Martin Black was tired. His consciousness had almost drifted off to home again, back to that old mansion on the Hudson River which Standskill had sold as directed under Black's mother's will. The old house in which he was born, where he had first found that he could sit in his room and send his consciousness questing down the hall to meet his father when he came home, pry into what his father had brought for him and surprise his parents later by invariably guessing correctly.
Sometimes now he wished that he hadn't "guessed" correctly so often in those days. Then his uncle Ralph wouldn't have mentioned his unusual ability to the Business Ethics Bureau and the psis wouldn't have investigated him. Once they found that he had such mental qualifications he had been sent to the Service Psi School, a virtual prison despite his family's social status.
Anger suddenly choked him at the thought of what his uncle Ralph had brought upon him. The psi training had been so rigid, so harsh at times.
Well, of course they have to be sure that psis develop into useful members of society. But couldn't they treat you more normally, more humanly?
Now, perhaps he'd show them, repay them for the cruel years of a lonely, bitter youth. He hadn't taken the Oath yet, and if he were clever enough he'd never have to! The real estate lawyer in Los Angeles with whom Lawrence was making a deal had evaded service somehow, apparently. So it was possible.

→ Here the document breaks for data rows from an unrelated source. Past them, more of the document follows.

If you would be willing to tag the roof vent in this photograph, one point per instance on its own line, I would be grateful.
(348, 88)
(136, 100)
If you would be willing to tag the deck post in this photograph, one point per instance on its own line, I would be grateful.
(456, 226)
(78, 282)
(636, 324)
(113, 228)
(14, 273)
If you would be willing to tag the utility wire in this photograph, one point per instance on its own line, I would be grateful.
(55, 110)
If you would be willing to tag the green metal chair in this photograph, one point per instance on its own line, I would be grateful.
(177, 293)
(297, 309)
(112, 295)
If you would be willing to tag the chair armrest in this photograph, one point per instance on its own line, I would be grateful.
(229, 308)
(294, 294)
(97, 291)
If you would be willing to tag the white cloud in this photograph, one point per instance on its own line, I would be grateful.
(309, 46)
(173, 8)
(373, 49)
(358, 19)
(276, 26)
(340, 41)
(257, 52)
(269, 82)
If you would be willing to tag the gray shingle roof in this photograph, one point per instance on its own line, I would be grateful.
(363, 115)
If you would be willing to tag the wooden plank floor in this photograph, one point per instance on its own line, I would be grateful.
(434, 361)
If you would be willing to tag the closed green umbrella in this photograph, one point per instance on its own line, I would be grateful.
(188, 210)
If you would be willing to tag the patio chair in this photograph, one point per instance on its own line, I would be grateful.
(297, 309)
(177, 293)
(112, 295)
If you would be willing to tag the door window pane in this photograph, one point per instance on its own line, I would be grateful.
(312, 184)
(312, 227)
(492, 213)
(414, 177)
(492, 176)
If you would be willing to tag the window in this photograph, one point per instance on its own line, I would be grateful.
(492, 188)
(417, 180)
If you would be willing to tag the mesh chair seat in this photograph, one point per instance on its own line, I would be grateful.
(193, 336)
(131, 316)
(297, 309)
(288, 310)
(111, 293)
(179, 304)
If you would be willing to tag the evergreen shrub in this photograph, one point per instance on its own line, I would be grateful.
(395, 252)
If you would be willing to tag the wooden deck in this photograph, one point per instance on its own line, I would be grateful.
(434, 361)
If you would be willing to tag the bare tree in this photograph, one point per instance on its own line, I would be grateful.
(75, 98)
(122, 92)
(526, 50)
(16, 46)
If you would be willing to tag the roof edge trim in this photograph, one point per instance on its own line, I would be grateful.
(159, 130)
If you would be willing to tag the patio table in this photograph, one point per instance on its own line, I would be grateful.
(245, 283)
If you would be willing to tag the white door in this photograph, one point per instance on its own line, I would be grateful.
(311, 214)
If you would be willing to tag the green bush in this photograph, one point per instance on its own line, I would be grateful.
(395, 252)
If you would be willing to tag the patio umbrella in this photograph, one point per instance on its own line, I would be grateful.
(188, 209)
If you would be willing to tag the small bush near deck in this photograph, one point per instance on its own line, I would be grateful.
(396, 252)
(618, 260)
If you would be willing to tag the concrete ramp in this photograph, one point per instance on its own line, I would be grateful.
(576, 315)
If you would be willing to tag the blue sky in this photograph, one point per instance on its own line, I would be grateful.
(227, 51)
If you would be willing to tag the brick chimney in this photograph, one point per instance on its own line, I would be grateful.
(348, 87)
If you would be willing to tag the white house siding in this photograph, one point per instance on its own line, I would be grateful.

He had learned long ago that money wouldn't buy him out of service. He'd tried also to purchase certain liberties at school. Some of the less scrupulous teachers had taken his allowance, but only one of them had ever given him anything in return. And of course he couldn't protest when he had violated Ethics to give the bribes. In any event, no one would take the word of an untrained psi over the word of a stable, normal human being.
During the stabilization course one professor had permitted him to skip some classes. Now he wished that he hadn't missed them; he probably wouldn't have this semantic instability to contend with now. Oh, well....
He was tired. He'd spent the previous night, or most of it, worrying about the miserable state of his finances. He needed money, a lot of money. But he wouldn't, of course, admit that to Lawrence.
Lawrence would have understood why he needed money—even more than the hundred thousand he had offered. But then Lawrence might mistrust his motives in accepting the proposal so readily if he knew.
A year before Black had invested too much of his own money in a "sure thing" upon the advice of a fellow psi trainee who, he subsequently and sadly found out, had economic instability. Semantic instability was bad enough!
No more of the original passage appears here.